AKGコンシューマー向けヘッドホン・イヤホンのハイエンドモデル「Nシリーズ」

今回登場したN20は、新シリーズ「Nシリーズ」にラインアップされる製品だ。Nシリーズは、プロミュージシャンやエンジニア、オーディオファイルなどをターゲットにした「Kシリーズ」の下に位置づけられる、AKGコンシューマー向けイヤホン/ヘッドホンの上位モデル。このNシリーズは、スマートフォンでも使えるような機能性、通勤時や通学時でも気軽に楽しめるデザイン性、Kシリーズで培ってきた音響技術を投入した音色など、高音質・高品質を気軽に楽しめるような製品とされている。
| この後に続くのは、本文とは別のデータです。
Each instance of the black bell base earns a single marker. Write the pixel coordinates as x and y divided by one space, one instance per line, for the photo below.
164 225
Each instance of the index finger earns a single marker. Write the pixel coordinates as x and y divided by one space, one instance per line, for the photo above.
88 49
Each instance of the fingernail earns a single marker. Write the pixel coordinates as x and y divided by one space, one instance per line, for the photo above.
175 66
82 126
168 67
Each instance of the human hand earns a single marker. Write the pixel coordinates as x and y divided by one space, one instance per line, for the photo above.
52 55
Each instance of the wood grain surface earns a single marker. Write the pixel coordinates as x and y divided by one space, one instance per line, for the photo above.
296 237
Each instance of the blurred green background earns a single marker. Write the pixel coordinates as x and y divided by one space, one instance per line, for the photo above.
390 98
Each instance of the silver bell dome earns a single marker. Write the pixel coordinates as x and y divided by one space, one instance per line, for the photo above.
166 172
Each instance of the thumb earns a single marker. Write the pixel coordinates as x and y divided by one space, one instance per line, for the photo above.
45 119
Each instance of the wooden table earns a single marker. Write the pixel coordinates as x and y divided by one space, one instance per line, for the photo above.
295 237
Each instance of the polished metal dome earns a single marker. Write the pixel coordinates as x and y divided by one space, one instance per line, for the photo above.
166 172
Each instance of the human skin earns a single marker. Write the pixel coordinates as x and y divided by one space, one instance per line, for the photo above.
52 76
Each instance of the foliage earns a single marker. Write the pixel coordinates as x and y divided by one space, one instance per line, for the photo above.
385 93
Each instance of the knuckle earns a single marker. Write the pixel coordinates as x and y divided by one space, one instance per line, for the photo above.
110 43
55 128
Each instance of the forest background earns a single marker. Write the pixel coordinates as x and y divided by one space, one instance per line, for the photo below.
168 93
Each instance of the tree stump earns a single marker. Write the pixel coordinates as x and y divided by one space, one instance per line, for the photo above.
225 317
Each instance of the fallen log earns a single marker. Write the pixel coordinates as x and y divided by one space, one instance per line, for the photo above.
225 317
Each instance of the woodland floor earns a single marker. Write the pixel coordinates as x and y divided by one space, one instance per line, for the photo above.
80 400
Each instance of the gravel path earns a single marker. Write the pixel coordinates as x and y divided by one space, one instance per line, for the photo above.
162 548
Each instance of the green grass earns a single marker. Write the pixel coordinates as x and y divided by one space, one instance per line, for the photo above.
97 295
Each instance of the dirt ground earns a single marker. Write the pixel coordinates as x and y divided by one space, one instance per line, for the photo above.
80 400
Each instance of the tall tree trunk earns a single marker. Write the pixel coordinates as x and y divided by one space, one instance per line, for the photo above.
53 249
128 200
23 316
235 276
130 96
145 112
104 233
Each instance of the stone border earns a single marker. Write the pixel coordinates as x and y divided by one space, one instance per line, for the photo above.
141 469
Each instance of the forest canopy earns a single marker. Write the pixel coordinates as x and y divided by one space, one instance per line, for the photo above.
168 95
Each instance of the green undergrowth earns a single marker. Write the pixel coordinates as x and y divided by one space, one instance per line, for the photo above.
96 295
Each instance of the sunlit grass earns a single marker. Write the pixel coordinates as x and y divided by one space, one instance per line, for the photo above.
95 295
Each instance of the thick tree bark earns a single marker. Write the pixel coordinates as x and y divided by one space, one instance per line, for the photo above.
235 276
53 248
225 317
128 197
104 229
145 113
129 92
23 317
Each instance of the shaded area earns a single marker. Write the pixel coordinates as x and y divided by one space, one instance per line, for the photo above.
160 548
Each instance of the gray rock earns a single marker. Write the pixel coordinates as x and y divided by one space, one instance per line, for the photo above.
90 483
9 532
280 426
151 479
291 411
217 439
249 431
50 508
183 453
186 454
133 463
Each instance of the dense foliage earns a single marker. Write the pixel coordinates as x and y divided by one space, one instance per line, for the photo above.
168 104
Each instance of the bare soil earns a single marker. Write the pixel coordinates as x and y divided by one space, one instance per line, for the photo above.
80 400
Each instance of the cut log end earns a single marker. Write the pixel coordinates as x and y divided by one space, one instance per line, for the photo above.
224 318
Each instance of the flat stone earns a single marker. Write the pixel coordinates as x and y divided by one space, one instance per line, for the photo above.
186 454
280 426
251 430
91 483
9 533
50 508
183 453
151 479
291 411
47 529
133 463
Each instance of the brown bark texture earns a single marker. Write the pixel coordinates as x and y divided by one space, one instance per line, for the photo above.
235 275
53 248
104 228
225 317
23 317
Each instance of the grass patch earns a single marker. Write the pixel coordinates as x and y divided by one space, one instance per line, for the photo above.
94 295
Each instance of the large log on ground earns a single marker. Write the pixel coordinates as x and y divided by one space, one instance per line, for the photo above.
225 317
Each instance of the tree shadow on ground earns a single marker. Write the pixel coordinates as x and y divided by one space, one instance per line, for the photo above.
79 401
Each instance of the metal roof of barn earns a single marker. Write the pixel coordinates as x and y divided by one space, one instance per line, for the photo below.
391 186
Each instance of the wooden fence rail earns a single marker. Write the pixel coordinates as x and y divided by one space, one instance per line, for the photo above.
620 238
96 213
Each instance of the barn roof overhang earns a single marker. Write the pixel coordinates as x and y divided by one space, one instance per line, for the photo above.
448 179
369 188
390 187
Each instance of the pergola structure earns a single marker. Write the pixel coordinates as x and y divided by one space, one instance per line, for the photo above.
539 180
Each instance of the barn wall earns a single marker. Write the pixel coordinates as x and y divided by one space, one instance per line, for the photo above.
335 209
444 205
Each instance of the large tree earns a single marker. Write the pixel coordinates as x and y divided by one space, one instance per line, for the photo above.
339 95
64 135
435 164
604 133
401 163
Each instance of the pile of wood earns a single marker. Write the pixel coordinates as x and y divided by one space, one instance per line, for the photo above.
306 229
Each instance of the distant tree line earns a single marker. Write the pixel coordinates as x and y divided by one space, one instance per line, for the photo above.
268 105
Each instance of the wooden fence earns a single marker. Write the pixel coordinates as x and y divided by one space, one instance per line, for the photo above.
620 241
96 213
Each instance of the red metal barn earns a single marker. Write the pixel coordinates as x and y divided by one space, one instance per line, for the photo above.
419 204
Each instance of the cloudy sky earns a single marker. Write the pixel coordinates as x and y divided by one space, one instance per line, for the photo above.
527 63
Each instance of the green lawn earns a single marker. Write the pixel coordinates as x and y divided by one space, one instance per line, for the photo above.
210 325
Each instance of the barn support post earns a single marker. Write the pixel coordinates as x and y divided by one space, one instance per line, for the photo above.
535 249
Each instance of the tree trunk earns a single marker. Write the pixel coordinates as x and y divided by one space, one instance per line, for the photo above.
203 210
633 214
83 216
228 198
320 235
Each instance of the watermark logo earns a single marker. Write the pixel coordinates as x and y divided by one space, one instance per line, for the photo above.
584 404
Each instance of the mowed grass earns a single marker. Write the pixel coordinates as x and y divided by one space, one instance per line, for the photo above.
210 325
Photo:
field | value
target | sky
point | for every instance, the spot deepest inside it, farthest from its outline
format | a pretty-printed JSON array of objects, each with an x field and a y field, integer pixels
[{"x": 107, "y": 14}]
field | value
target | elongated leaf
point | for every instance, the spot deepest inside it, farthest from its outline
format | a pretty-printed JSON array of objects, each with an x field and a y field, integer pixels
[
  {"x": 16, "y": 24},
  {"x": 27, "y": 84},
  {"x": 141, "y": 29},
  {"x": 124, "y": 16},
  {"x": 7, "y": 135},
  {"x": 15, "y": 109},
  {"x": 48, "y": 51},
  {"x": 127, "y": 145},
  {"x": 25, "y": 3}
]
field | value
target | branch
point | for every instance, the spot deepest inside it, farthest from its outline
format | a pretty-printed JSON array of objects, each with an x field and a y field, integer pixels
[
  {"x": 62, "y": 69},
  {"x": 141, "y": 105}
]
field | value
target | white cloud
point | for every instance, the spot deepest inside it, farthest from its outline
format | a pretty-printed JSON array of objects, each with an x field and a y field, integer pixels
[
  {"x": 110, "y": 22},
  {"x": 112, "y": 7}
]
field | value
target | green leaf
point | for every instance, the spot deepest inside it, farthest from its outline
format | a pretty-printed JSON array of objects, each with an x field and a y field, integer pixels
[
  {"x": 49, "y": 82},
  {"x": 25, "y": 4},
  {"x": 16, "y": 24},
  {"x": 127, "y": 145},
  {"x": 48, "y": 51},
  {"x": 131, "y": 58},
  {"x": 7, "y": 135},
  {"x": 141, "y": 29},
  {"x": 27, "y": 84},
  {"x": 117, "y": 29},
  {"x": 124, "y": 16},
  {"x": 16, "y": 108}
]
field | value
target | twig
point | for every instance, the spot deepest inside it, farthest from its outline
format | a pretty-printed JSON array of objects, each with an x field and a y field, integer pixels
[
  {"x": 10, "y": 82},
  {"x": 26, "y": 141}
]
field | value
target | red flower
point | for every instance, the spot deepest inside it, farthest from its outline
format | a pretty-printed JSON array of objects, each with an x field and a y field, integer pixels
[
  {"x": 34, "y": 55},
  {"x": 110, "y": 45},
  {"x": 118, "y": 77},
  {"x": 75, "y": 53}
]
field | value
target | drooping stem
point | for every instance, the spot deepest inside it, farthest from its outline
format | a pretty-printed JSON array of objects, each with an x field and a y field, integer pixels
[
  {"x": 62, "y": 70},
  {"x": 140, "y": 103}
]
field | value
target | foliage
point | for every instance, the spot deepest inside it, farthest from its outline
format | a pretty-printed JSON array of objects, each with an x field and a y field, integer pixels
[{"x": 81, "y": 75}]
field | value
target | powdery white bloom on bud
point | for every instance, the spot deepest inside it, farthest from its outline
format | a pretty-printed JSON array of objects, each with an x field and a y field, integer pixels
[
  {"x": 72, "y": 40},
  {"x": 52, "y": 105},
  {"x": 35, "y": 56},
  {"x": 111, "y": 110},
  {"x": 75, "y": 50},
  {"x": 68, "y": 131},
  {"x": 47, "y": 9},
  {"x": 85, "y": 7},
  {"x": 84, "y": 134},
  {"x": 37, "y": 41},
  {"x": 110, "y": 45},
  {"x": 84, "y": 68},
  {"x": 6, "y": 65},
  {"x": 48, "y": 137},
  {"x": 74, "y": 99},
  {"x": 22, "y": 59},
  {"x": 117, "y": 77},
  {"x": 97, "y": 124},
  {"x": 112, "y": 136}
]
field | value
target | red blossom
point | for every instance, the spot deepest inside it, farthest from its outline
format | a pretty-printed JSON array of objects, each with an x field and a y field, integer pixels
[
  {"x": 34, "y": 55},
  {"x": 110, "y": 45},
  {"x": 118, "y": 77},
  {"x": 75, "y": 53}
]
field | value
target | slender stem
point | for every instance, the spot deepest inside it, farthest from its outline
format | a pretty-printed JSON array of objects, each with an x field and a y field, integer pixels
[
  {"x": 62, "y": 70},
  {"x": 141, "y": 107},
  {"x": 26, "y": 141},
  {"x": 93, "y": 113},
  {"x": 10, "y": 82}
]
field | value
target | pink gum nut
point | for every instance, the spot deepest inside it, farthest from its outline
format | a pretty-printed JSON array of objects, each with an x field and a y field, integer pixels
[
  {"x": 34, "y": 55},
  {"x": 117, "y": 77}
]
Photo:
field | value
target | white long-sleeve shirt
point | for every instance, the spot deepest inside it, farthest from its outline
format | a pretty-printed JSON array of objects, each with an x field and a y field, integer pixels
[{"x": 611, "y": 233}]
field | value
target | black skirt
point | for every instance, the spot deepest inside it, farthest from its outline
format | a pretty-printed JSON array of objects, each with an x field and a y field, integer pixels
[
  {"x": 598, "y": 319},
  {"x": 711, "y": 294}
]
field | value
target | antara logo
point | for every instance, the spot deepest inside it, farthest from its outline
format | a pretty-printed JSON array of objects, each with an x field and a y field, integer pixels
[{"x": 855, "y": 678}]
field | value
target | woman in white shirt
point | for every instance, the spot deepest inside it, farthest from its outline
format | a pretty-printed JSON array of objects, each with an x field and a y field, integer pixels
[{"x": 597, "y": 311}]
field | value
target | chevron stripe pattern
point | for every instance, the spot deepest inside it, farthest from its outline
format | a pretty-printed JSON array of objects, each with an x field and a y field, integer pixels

同社は、2014年にコンシューマー向けのスタンダードシリーズ「Yシリーズ」を用意したが、今回登場したNシリーズは、AKGヘッドホン・イヤホンの入門向けモデルYシリーズと、プロレベルのクオリティーを備えたKシリーズの間を補う存在のシリーズとなっているのだ。

新開発の7mm径ダイナミックドライバーを採用

そんなYシリーズのイヤホン第1弾となるN20は、ダイナミック型ユニットを採用したカナル型イヤホンだ。国内では2015年に入ってYシリーズからカナル型イヤホンの新製品が発売されているが、1万円を超える高級イヤホンが登場するのは実は久しぶりのこと。これまでAKGイヤホンの上位モデルを選ぶなら、モニター用イヤホンの「IP2」(10,000円前後、国内正規品の価格)や、BAとダイナミック型を組み合わせたリファレンスイヤホン「K3003」(140,000円前後、国内正規品の価格)など限られた選択肢しかなかったが、そこに新しく加わったのがN20だ。価格.com最安価格(2015年8月7日時点)の価格は16,000円程で、価格的には、当時AKGイヤホンの最高峰として評判になった「K324P」に近い存在のモデルになりそうだ。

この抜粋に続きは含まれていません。